Para muestra, un ejemplo.

Hace unos días se me ocurrió fotografiar al frutero de mi barrio en medio de su puesto de frutas y verduras. Dado que no me dio la gana de pasar la foto a papel, le pedí su dirección de correo electrónico y ese mismo día se la envié.

¡Grave error!

Él recibió la foto y para demostrarme su agradecimiento (¿?), tuvo a bien concederme el gran honor de incluirme en su agenda, de manera que ahora soy el afortunado destinatario, junto a otros doscientos elegidos más, de todas las gilipolleces que le llegan a él.

Ya le he incluido en la categoría de correo no deseado, pero a diario me pregunta si he recibido la última parida y no sé por cuanto tiempo voy a poder seguir manteniendo que tengo problemas con la cuenta de correo. Hotmail no funciona tan mal como pretendo hacerle creer. Y lo peor de todo es que es un gran profesional con un género de gran calidad y no me apetece cambiar de establecimiento fruteril.

En fin, que nadie se eche a temblar.
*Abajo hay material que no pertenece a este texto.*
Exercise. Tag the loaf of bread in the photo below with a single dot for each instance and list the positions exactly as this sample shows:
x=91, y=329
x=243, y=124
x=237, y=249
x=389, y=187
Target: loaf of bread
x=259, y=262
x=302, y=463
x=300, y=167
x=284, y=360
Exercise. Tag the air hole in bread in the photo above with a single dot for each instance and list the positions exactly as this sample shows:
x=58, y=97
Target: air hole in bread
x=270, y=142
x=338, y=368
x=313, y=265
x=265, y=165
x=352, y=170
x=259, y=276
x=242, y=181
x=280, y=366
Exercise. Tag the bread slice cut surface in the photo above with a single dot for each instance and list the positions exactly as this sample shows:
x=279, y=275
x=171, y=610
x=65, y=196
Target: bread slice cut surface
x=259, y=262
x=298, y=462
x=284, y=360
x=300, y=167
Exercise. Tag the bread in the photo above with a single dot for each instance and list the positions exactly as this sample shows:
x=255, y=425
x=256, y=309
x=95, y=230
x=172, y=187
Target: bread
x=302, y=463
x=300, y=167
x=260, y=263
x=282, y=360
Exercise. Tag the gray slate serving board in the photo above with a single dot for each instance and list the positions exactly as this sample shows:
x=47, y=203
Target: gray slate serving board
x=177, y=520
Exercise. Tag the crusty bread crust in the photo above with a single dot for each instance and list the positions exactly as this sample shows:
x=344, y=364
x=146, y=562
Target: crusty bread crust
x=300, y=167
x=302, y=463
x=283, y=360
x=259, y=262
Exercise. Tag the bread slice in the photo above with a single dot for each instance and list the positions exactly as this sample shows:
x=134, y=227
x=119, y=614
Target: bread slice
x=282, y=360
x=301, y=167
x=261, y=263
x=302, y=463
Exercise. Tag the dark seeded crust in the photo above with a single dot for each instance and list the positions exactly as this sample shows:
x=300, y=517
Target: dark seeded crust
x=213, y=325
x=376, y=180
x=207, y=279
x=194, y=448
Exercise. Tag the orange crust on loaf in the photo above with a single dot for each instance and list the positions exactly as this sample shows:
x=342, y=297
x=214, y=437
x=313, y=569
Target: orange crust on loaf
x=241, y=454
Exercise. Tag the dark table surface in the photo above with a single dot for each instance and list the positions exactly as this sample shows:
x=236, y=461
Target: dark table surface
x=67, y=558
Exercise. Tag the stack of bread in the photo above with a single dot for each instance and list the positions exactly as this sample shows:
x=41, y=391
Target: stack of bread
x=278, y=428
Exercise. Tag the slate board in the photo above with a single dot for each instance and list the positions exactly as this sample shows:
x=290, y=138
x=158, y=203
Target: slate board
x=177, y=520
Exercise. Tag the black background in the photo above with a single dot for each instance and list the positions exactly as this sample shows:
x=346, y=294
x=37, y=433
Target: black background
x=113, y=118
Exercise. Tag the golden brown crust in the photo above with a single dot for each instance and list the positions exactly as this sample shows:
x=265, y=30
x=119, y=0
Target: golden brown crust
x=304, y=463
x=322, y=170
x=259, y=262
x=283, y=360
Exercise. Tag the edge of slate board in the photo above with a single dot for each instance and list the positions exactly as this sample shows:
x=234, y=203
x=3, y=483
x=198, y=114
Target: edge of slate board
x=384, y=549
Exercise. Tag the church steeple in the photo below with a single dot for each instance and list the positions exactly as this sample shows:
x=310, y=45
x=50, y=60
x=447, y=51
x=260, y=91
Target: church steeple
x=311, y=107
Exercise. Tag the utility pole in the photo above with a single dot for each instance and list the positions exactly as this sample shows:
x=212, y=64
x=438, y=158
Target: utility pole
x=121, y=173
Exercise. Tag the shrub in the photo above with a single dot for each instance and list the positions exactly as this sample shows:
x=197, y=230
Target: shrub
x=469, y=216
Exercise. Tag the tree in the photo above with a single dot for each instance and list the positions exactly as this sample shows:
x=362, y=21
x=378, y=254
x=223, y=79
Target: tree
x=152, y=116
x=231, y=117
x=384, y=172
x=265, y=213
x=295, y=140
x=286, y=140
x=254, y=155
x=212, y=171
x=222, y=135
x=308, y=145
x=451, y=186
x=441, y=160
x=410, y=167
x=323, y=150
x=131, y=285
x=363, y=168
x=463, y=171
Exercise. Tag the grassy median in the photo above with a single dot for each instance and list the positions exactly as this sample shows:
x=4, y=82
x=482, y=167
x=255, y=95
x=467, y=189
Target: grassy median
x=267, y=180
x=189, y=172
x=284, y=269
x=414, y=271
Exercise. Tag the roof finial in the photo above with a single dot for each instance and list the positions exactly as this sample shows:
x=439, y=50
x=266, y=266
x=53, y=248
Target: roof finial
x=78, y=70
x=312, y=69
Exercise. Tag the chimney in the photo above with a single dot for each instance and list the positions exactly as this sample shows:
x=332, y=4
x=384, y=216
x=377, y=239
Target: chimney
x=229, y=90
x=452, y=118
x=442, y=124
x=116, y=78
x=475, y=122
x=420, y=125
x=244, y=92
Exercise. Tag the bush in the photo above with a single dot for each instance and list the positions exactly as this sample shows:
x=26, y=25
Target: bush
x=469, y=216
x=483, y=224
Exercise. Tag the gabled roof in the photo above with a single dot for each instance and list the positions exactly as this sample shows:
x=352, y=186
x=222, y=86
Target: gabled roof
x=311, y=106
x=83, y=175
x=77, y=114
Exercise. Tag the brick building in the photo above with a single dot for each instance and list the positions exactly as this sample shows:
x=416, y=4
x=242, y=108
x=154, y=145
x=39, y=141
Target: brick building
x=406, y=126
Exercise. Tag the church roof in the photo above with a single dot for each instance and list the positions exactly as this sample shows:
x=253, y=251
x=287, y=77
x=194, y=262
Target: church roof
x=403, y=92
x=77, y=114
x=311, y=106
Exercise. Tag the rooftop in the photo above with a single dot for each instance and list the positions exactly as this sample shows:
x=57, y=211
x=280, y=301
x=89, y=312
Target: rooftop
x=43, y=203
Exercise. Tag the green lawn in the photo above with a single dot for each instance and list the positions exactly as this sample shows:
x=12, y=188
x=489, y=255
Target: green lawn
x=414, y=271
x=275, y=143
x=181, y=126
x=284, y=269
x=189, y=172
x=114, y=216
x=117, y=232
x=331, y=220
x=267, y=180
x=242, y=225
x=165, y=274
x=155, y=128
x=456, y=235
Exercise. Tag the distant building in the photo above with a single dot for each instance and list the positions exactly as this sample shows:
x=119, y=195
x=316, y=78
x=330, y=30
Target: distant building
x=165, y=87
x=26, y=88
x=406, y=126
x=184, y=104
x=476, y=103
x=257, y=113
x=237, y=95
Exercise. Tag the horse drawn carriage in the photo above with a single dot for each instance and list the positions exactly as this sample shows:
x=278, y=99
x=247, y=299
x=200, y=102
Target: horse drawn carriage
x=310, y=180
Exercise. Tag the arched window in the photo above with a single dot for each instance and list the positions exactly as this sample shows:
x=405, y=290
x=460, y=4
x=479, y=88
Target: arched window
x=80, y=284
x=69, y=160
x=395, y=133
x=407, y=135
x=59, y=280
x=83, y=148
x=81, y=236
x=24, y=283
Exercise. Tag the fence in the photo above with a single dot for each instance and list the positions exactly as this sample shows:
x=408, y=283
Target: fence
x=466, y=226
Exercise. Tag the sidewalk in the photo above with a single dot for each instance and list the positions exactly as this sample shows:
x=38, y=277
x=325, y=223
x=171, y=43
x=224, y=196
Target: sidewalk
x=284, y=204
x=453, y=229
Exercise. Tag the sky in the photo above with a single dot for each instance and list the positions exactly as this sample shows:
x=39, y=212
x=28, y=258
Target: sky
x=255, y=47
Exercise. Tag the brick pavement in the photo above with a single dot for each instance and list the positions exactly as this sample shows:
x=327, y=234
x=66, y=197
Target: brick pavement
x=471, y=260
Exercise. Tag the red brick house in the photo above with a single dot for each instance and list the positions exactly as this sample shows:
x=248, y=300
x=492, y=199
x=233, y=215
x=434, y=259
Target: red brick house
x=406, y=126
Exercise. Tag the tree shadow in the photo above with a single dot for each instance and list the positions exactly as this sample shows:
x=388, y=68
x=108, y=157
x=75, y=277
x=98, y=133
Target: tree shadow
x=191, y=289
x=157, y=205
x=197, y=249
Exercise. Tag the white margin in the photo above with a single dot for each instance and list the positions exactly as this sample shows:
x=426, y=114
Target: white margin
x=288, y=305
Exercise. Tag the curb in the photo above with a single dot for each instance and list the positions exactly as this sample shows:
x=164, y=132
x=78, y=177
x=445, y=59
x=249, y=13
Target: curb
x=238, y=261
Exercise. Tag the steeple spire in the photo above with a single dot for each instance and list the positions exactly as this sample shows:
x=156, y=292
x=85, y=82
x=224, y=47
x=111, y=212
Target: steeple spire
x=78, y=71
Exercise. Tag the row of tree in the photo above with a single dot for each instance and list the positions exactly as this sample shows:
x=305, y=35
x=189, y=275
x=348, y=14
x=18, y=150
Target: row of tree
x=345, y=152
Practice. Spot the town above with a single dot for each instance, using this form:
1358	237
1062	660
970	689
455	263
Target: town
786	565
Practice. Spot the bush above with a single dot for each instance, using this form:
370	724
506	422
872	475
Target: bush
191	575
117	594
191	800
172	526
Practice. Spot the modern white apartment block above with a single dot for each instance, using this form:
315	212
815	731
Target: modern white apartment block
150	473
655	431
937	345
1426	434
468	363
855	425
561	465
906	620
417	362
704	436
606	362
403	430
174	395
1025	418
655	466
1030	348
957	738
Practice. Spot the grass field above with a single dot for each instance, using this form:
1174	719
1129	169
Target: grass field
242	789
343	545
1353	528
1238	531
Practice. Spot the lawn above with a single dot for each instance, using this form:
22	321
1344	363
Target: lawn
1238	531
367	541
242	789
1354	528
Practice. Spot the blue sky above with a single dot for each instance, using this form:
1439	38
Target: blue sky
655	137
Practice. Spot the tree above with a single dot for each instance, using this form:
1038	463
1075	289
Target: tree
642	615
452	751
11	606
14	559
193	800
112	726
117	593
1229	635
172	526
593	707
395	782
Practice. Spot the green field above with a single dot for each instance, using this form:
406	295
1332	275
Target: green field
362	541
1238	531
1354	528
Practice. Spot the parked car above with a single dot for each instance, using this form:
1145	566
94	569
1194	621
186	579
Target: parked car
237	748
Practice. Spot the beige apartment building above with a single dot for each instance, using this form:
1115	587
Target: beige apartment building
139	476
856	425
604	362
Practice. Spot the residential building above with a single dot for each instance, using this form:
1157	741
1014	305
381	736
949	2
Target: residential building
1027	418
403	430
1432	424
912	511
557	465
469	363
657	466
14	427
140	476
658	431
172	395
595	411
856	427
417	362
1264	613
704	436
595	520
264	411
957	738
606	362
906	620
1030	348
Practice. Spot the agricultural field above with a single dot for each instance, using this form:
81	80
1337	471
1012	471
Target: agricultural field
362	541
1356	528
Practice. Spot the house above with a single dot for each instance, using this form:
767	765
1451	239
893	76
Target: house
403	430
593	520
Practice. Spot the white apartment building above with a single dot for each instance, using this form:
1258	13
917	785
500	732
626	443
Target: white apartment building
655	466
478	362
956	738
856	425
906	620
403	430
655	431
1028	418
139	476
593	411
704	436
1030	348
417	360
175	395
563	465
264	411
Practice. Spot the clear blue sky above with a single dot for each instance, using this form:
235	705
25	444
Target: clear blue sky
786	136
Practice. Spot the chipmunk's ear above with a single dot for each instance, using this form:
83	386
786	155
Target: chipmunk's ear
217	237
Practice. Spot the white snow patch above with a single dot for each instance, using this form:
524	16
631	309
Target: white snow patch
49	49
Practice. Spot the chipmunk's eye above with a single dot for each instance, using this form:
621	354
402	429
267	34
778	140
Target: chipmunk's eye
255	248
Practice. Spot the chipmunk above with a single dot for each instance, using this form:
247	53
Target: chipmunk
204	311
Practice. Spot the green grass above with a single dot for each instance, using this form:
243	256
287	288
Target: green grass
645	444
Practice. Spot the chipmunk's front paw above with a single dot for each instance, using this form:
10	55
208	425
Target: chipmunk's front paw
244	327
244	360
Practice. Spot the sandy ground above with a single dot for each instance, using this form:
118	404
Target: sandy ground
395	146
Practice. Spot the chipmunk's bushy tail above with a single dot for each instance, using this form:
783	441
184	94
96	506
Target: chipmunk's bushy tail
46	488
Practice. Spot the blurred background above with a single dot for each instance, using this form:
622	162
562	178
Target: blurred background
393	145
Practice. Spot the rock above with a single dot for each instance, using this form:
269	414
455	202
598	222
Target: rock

No voy a traer las chabacanerías y las groserías que algún desalmado con mucho tiempo libre y algunos conocimientos de informática se dedica a elaborar para solaz de algunos y tortura de otros; he seleccionado alguna de las cosas agradables que me llegan, que también las hay, y aquí las dejo con el fin acostumbrado, que no es otro sino tratar de hacerles pasar un rato agradable a los amables lectores.

Como dirían los cómicos de la legua, si lo consigo me daré por bien pagado, aunque, al no poder decir que vuestro óbolo será bien recibido, os pido que pinchéis en los banners que aparecen ahí abajo, al final, para que el webmaster me deje en paz con sus lloriqueos económicos.

Saludos cordiales y ánimo, que cosas peores que las que transcribo les llegan a ustedes a diario.


Un experimento científico


Metes 20 monos en una habitación cerrada.

Cuelgas un plátano del techo y pones una escalera para poder alcanzarlo, asegurándote que no exista ningún otro modo de alcanzar el plátano que no sea subiendo por la escalera.

Instalas un sistema que haga caer una lluvia de agua helada durante media hora en toda la habitación desde el techo cuando uno empiece a subir la escalera.

Los monos aprenden rápido que no es posible subir la escalera y evitar el sistema de agua helada.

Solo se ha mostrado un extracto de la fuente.